Poelzig hatte 1909 den Auftrag erhalten, für den Löwenberger Apotheker Max Zwirner ein repräsentatives Wohnhaus zu erbauen.  Die im volkstümlichen Stil entstandene Villa oberhalb des Bober war zunächst als „Haus Fichteneck“ bekannt. Nach Zwirners Tod musste seine Ehefrau das stattlich Anwesen 1926 verkaufen. Erworben wurde es von der Schlesischen Jungmannschaft, die zum bündischen Jugendverband Deutsche Freischar gehörte. Das Gebäude wurde in Boberhaus umbenannt und diente in den folgenden Jahren der Jugendarbeit, anfangs auch für ausländische Jugendliche.
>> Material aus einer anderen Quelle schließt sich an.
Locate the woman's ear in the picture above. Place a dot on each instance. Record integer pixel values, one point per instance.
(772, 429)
Eng verbunden mit dem Boberhaus war auch Helmut James Graf von Moltke, später einer der führenden Köpfe der Widerstandsgruppe des Kreisauer Kreises. Er fand dort auch weitere Mitstreiter seines Kreises. Dem Beirat des Hauses gehörten unter anderem der Schriftsteller Gerhart Hauptmann und der SPD-Abgeordnete und Reichstagspräsident Paul Löbe an. Im Jahr 1937 übernahm die NSDAP das Gebäude, beendete endgültig die fortschrittliche Jugendarbeit und nutzte das Gebäude später als Jugendherberge, Wehrmachts-Lazarett sowie Lager für Zwangsarbeiterinnen.
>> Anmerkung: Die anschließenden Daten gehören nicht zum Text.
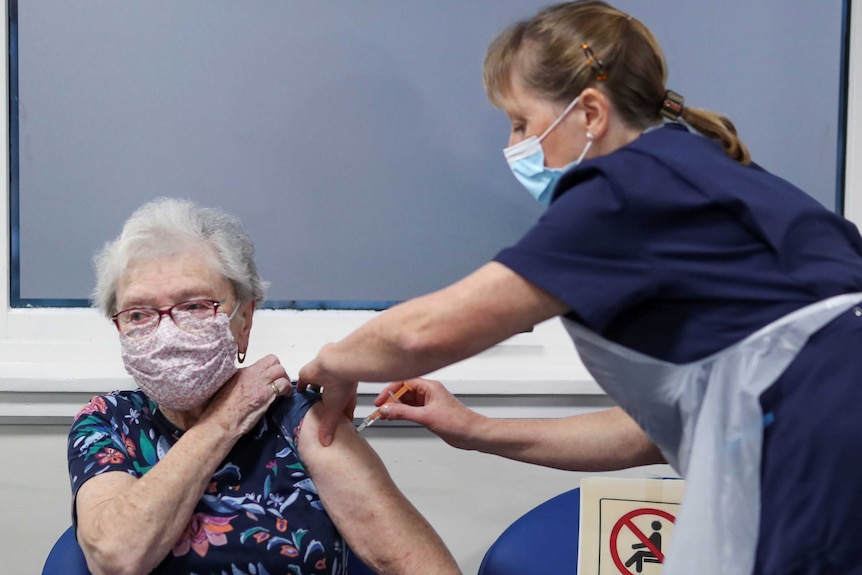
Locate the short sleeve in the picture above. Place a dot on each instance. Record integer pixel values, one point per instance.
(588, 250)
(289, 411)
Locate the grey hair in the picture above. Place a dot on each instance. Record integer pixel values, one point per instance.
(168, 226)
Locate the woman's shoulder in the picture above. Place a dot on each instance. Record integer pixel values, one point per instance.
(288, 412)
(135, 403)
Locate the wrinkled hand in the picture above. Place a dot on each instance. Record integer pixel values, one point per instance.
(338, 398)
(431, 405)
(243, 400)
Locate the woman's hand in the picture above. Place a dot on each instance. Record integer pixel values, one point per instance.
(243, 400)
(430, 404)
(338, 398)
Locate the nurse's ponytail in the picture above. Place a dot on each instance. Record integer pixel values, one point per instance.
(719, 128)
(570, 46)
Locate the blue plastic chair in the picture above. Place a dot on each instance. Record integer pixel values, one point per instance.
(66, 558)
(543, 540)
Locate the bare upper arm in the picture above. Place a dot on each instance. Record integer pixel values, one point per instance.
(94, 493)
(365, 504)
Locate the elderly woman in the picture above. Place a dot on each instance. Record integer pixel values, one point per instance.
(208, 468)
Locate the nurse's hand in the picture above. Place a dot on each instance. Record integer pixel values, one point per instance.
(430, 404)
(338, 398)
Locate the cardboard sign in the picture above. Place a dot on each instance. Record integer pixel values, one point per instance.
(626, 524)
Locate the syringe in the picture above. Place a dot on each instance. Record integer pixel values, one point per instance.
(393, 398)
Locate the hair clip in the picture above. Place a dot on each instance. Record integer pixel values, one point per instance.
(672, 106)
(596, 64)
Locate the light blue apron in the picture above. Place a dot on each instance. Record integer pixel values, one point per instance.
(706, 418)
Nach dem Krieg verblasste die Erinnerung an die einstige Bildungsstätte. Dann nahm sich ein deutsch-polnisches Projekt des Boberhauses an. Der Städtepartnerschaftsverein aus dem sächsischen Heidenau befasste sich gemeinsam mit dem LTR Lwówek Śląski mit der Geschichte des Hauses. Gemeinsam stellte man vier zweisprachige Erinnerungstafeln auf, von denen sich eine nahe der Ruine an der ul. Polna befindet, eine weitere unweit des Rathauses.
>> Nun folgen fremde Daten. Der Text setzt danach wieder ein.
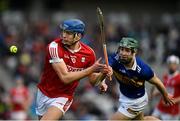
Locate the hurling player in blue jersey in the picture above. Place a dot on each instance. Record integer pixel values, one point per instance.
(131, 73)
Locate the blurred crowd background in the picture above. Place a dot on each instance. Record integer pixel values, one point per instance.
(31, 25)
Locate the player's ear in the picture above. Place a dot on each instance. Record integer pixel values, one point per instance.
(77, 36)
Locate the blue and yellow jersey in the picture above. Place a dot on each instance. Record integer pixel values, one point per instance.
(131, 80)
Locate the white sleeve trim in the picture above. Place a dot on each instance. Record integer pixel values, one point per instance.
(53, 51)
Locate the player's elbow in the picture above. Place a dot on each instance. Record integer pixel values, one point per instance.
(65, 80)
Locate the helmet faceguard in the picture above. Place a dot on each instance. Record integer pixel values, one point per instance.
(73, 25)
(129, 43)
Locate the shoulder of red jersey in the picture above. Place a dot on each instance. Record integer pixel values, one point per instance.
(88, 49)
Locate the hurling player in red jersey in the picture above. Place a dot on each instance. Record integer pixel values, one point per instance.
(172, 84)
(67, 61)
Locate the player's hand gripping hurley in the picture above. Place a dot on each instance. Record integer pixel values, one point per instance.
(101, 24)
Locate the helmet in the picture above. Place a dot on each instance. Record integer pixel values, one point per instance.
(73, 25)
(128, 42)
(173, 59)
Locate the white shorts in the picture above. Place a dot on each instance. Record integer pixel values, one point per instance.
(43, 103)
(132, 107)
(18, 115)
(164, 116)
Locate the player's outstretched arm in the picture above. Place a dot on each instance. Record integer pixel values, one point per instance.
(159, 85)
(96, 78)
(68, 77)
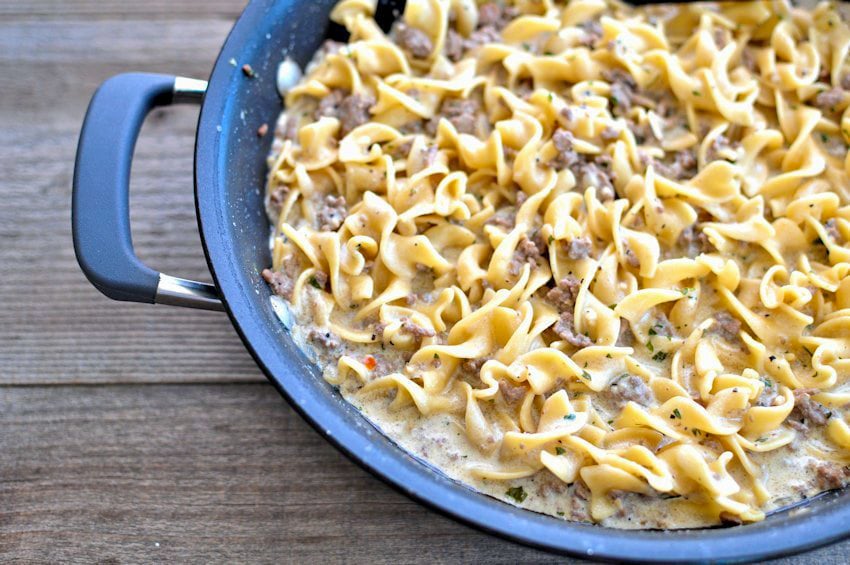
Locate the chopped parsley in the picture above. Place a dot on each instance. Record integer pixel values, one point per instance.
(517, 493)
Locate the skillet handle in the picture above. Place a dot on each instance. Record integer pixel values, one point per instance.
(100, 208)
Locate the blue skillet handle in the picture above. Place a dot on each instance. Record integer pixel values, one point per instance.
(100, 208)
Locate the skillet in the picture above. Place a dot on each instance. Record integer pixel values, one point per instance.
(230, 171)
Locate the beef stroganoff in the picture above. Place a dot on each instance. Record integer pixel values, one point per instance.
(587, 258)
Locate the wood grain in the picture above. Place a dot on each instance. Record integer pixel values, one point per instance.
(54, 326)
(224, 473)
(133, 433)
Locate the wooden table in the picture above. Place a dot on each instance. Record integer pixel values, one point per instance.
(132, 432)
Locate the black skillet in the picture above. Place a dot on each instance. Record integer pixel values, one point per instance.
(230, 168)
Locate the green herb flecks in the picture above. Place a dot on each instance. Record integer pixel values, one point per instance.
(517, 493)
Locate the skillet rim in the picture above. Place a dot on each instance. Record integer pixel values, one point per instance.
(787, 533)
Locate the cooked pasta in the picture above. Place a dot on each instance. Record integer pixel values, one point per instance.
(587, 258)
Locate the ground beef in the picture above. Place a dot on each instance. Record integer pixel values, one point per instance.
(331, 213)
(609, 133)
(526, 252)
(278, 196)
(351, 111)
(464, 114)
(767, 396)
(482, 36)
(496, 15)
(807, 411)
(565, 329)
(505, 219)
(592, 33)
(662, 326)
(454, 45)
(281, 284)
(329, 104)
(631, 388)
(631, 259)
(319, 279)
(510, 392)
(832, 230)
(693, 241)
(415, 330)
(323, 338)
(726, 326)
(830, 475)
(567, 156)
(588, 172)
(623, 90)
(625, 338)
(473, 366)
(829, 99)
(579, 248)
(414, 41)
(591, 174)
(563, 296)
(719, 37)
(683, 165)
(721, 144)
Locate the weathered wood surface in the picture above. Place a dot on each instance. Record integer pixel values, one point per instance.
(133, 433)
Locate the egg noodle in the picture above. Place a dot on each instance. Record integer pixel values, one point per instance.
(607, 246)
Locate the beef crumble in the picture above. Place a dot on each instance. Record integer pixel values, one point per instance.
(351, 111)
(828, 100)
(463, 113)
(693, 241)
(589, 171)
(831, 227)
(579, 248)
(683, 165)
(414, 41)
(563, 297)
(807, 410)
(726, 326)
(526, 252)
(830, 475)
(510, 392)
(631, 388)
(281, 284)
(331, 213)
Aus der erfolgreichen Zusammenarbeit entwickelte sich die Idee, ein „Boberhaus II“ nach dem Vorbild des alten Boberhauses als Europäisches Jugendhaus neu entstehen zu lassen. Nach Angaben von Mitinitiator Werner Guder zeigten Politiker beider Länder, wie der Löwenberger Landrat Daniel Koko oder Sachsens Ministerpräsident Michael Kretschmer, bereits Interesse für die Idee.

Modellbauer Rainer Dierchen erstellte ein originalgetreues Modell des Boberhauses im Maßstab 1:87. Es soll zunächst auf Reisen geschickt werden, um für die Idee des Wiederaufbaus zu werben, und dann seinen festen Platz in Löwenberg finden. Werner Guder erhofft sich für seine Initiative eine ähnliche Wirkung wie beim Bethaus Schönwaldau. Hier warb man auch mit einem Modell des Gebäudes für den Wiederaufbau. Schließlich gelang es dank vieler Spender, eine Kopie des Bethauses im Schlosspark von Łomnica (Lomnitz) wiederentstehen zu lassen.